Production ferme et orfèvres fermés. Commandes: « Mois avec zéro chiffre d’affaires et les employés sans argent. C’est dramatique.


 

Les entreprises ouvrent, mais avec très peu de personnel. Certains ont fermé après avoir terminé les ordres qui étaient restés sur le comptoir lorsque le verrouillage a été déclenché. « La production d’orfèvres n’a pas recommencé », confirme Giordana Giordini, présidente de la section orfèvres de Confindustria Sud. Il n’y a pas de liaisons aériennes qui peuvent relier les clients et les marchandises, les douanes sont partiellement fermées, c’est une situation très préoccupante. »

Si le 4 mai, il avait été accueilli avec espoir, le moteur de fabrication se remettant sur les rails après avoir ajusté les entreprises et les usines aux directives de sécurité, il n’a fallu que quelques jours pour voir de leurs propres yeux et toucher à combien ces deux mois de fermeture ont étouffé les flux économiques des entreprises aretine. Et à quel point le voyage du quartier des orfèvres est lent et le plus fatigant à ce stade 2.

« « Déjà les données du premier trimestre annoncent une baisse de 42% du chiffre d’affaires, mais le compte de crise réel n’a pas encore trouvé juste penser que le chiffre d’avril, en termes absolus, sera nul et quelques miettes supplémentaires sera dans celui de mai. »

Pas de foires en vue, Oroarezzo a été définitivement reporté à 2021, les métiers bloqués, le prix du métal précieux monte en flèche. Ce sont les conditions dans lesquelles se trouve le secteur. « « Une crise aussi dramatique n’a jamais été observée, si les routes aériennes rouvrent en juillet, nous aurons également le mois de juin avec un chiffre d’affaires presque nul.

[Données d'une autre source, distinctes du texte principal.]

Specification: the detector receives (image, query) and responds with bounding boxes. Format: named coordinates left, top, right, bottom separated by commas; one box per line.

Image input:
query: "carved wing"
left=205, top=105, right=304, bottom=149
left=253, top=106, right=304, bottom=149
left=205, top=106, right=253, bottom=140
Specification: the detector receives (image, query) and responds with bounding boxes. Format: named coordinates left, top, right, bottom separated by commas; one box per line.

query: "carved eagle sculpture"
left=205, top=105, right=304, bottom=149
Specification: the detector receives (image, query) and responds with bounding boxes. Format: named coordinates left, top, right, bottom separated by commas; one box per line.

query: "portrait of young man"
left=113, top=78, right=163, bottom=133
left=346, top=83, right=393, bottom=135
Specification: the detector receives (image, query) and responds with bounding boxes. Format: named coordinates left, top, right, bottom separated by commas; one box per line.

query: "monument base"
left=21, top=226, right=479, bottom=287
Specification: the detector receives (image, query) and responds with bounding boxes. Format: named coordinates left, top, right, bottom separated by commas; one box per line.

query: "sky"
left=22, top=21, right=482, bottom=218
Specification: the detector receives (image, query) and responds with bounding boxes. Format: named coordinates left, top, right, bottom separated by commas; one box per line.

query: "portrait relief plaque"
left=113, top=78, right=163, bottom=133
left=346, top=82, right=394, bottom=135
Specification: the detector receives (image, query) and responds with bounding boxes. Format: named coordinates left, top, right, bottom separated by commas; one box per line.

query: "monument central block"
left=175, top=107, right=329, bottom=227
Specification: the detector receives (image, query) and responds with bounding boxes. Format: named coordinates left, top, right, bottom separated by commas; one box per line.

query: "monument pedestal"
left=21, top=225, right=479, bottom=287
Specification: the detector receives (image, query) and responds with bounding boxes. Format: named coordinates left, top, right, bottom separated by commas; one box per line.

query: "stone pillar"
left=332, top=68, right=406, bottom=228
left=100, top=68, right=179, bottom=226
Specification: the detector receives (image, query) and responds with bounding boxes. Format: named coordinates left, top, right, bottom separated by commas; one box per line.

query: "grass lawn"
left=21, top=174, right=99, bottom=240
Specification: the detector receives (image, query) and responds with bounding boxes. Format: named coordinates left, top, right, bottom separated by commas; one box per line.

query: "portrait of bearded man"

En attendant, les coûts augmentent, de tous les coûts d’assurance sur lesquels le coût de la matière première est très élevé. »

Avec le secteur des orfèvres à souffrir, toute une communauté est touchée: « La ville avec ses 8.000 employés et leurs familles face à une situation difficile, un coup très dur à amortir et nous les entrepreneurs sont à genoux, coincés dans toutes les directions. »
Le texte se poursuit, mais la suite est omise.